Jarod fell silent. What little light had remained after the sunset was rapidly dissipating, throwing the pond completely into darkness. Finally, "I'll never see you again."

Sydney sighed. "You know and I know that it would be safer if you didn't try," he admitted sadly, then continued, "but the fact of the matter is that we both know that I'm not going anywhere, Jarod. Should the need arise someday, and providing I'm still alive, you'll always know where to find me."

"I'll miss you."

"And I'll miss you."

The two men sat together on the bench for a long, silent moment. Each one was relishing the dwindling moments of their time together and each experiencing their own unique pangs of regret that this would most likely be the last time they'd ever be able to sit together and talk this way. It was Sydney who finally shivered and stood - he'd left his jacket in the car, and the night air was less than warm.

"You know, I think I'm going to head off home now," he said congenially, as if his meeting up with Jarod in the park and exchanging pleasantries with him were a common occurrence. "Its getting a bit chilly, now that the sun's down."

Jarod stood quickly as well. "Yeah, you're right," he agreed, wishing with all his heart that he didn't have to go through the next few moments.

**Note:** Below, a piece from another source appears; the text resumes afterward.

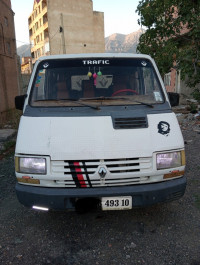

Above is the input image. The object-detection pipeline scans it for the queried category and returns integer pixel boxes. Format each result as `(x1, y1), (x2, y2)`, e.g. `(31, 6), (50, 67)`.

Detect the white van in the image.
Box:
(15, 54), (186, 210)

Sydney suddenly reached out a hand towards him. "I wish you luck, Jarod, and I wish you the best that life has to offer you. Take good care of yourself."

Jarod took the hand, then pulled his mentor into a bear-hug. "I wish this didn't have to be goodbye," he whispered against the old man's shoulder.

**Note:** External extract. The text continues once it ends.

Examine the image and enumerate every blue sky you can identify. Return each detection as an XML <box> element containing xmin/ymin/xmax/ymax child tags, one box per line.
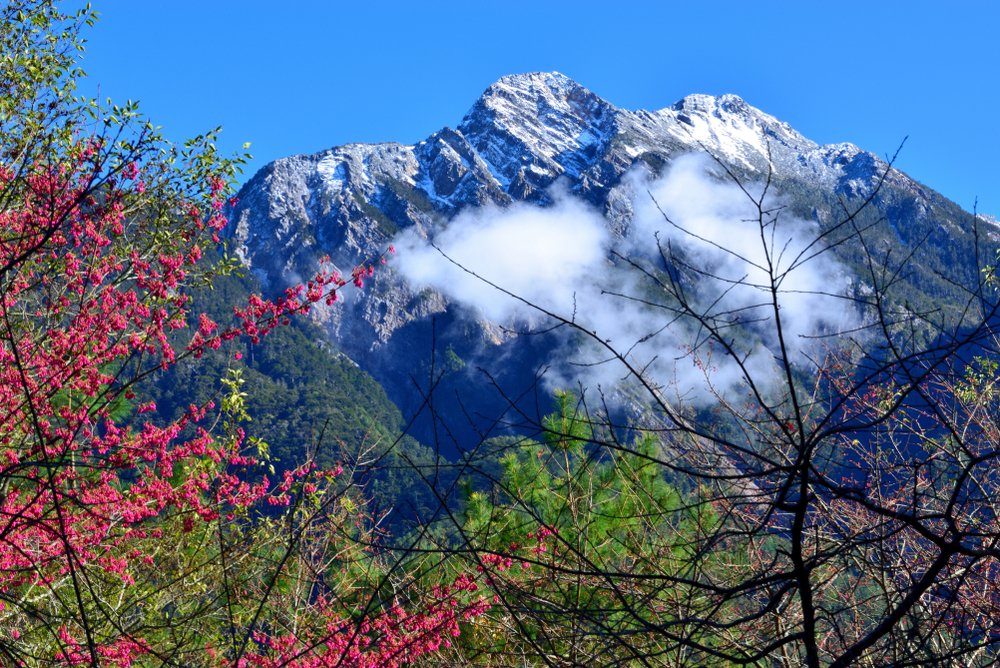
<box><xmin>83</xmin><ymin>0</ymin><xmax>1000</xmax><ymax>214</ymax></box>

Sydney pounded the young man on the back. "Then think of this as just an extended farewell until next time," he suggested, his heart in his voice. "If God permits, and the Centre doesn't get in the way, we'll see each other again. Someday." He set Jarod away from him and looked long and hard at his protégé in the cold light of the street lamp, engraving the younger man's features into his memory deeply enough to last him the rest of his life, if necessary. He reached out suddenly and cupped Jarod's cheek in the palm of his hand - a gesture he had long since wanted to do over the years for the boy and then later for the man, the one that held the power to communicate the true depth of his affection. "Au revoir, my son." He saw Jarod's eyes widen and knew he had at long last given the young man the one answer he had always wanted from his mentor and had, until then, never received. It would be his parting gift.

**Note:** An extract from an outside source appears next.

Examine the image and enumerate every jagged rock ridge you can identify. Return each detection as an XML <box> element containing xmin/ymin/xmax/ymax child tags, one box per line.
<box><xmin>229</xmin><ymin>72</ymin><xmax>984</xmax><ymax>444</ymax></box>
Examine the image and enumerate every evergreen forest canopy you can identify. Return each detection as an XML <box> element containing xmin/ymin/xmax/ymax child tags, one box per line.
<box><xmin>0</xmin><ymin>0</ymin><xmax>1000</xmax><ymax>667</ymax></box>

Then he turned and, in what was probably the hardest thing he'd ever forced himself to do in his life, he walked away - back across the grass in the direction of his house - without turning around to look back even once. Tears of sadness and pride, both for Jarod as well as for himself, rolled down his cheeks unchecked as he walked with grim determination across the lush lawn. He'd finally accomplished the one task of a parent that had been left him - the one task he'd always wanted to do for Jarod and despaired of ever being allowed to do. He'd seen Jarod grow until he could make his way in the world as a responsible adult, and now he had set him free to make a new life for himself on his own terms.

For all the pain he had caused the younger man over the years, he had done right by Jarod in the end.

And when he would look back at this evening in retrospect, it wouldn't be with brooding. This evening's walk had been a triumph - although it would go forever unremarked by certificate or plaque. And it had finally seen the beginnings of his own bid for freedom as well.